Thursday, April 21, 2011
Hospice Care Saves Money for Medicare
Average Savings of $2,309 per Hospice Beneficiary
Findings of a major study of hospice care in America show that hospice services save money for Medicare and bring quality care to patients with life-limiting illness and their families. This provides useful evidence to support the many benefits of hospice, reports the National Hospice and Palliative Care Organization.
Researchers found that hospice reduced Medicare costs by an average of $2,309 per hospice patient. The new study from Duke University appears in the October 2007 issue of the professional journal “Social Science & Medicine.”
Additionally, Medicare costs would be reduced for seven out of 10 hospice recipients if hospice has been used for a longer period of time the study found.
“Given that hospice has been widely demonstrated to improve quality of life of patients and families...the Medicare program appears to have a rare situation whereby something that improves quality of life also appears to reduce costs,” writes lead author Don H. Taylor, Jr., assistant professor of public policy at Duke’s Sanford Institute of Public Policy.
For cancer patients, hospice use decreased Medicare costs up until 233 days of care. For non-cancer patients there were cost savings seen up until 154 days of care. While hospice use beyond these periods cost Medicare more than conventional care, the report’s authors wrote that “More effort should be put into increasing short stays as opposed to focusing on shortening long ones.”
The National Hospice and Palliative Care Organization reports that 1.3 million patients received care from one of the nation’s 4,500 hospice providers in 2006. This represents a steady increase of more than 100,000 patients than the previous year. Approximately 35 percent of all deaths in the US were under the care of a hospice program.

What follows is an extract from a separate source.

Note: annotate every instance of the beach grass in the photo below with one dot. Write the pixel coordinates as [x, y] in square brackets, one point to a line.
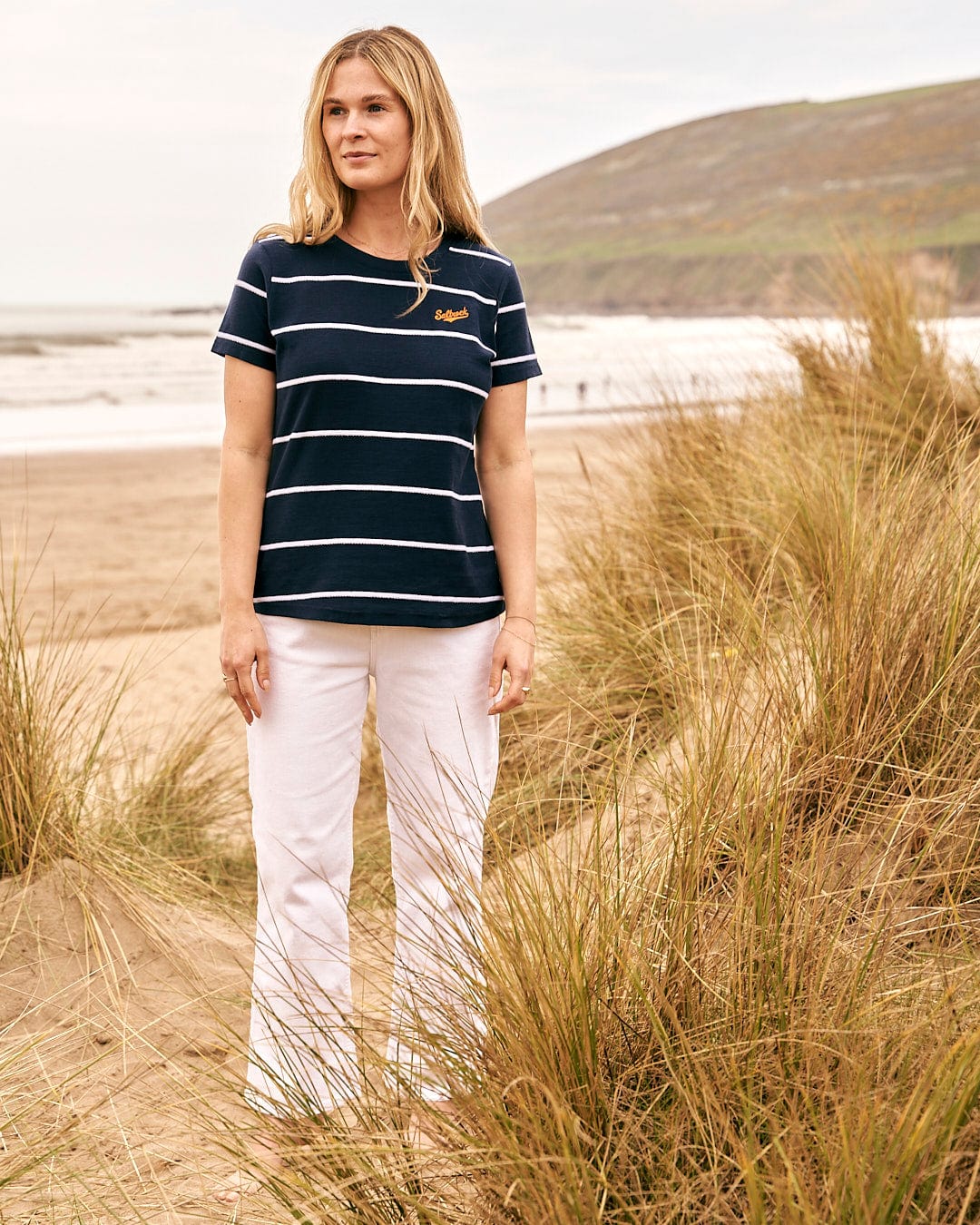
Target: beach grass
[732, 899]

“The trends for increased usage of hospice are expected to continue as we see an aging generation of baby-boomers face end-of-life situations for themselves and their parents,” remarked J. Donald Schumacher, NHPCO president and CEO. “Hospice helps people live with dignity, comfort, and compassion during life’s final journey – to know definitively that it provides a cost savings to Medicare is an additional benefit.”
Hospice is not a place but a philosophy of care that provides pain management, symptom control, psychosocial support, and spiritual care to patients and their families.
This study is a landmark independent research effort, not only because it shows cost savings for hospice utilization, but because it also addresses research flaws and questionable analyses in previous hospice cost studies. The study used a methodology to match Medicare beneficiaries who used hospice and those who did not in a fashion that could be described as an “apples to apples” approach that yields sound results.
“Given that November is National Hospice Palliative Care Month, it’s most fitting that this valuable study come out now,” added Schumacher.